All of lore.kernel.org
 help / color / mirror / Atom feed
* [PATCH net] net: sched: put back q.qlen into a single location
@ 2019-02-28 20:55 Eric Dumazet
  2019-03-02  7:07 ` David Miller
                   ` (3 more replies)
  0 siblings, 4 replies; 5+ messages in thread
From: Eric Dumazet @ 2019-02-28 20:55 UTC (permalink / raw)
  To: David S . Miller
  Cc: netdev, Eric Dumazet, Eric Dumazet, John Fastabend,
	Jamal Hadi Salim, Cong Wang, Jiri Pirko

In the series fc8b81a5981f ("Merge branch 'lockless-qdisc-series'")
John made the assumption that the data path had no need to read
the qdisc qlen (number of packets in the qdisc).

It is true when pfifo_fast is used as the root qdisc, or as direct MQ/MQPRIO
children.

But pfifo_fast can be used as leaf in class full qdiscs, and existing
logic needs to access the child qlen in an efficient way.

HTB breaks badly, since it uses cl->leaf.q->q.qlen in :
  htb_activate() -> WARN_ON()
  htb_dequeue_tree() to decide if a class can be htb_deactivated
  when it has no more packets.

HFSC, DRR, CBQ, QFQ have similar issues, and some calls to
qdisc_tree_reduce_backlog() also read q.qlen directly.

Using qdisc_qlen_sum() (which iterates over all possible cpus)
in the data path is a non starter.

It seems we have to put back qlen in a central location,
at least for stable kernels.

For all qdisc but pfifo_fast, qlen is guarded by the qdisc lock,
so the existing q.qlen{++|--} are correct.

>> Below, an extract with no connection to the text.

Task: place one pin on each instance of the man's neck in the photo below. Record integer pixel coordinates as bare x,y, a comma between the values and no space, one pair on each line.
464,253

For 'lockless' qdisc (pfifo_fast so far), we need to use atomic_{inc|dec}()
because the spinlock might be not held (for example from
pfifo_fast_enqueue() and pfifo_fast_dequeue())

This patch adds atomic_qlen (in the same location than qlen)
and renames the following helpers, since we want to express
they can be used without qdisc lock, and that qlen is no longer percpu.

- qdisc_qstats_cpu_qlen_dec -> qdisc_qstats_atomic_qlen_dec()
- qdisc_qstats_cpu_qlen_inc -> qdisc_qstats_atomic_qlen_inc()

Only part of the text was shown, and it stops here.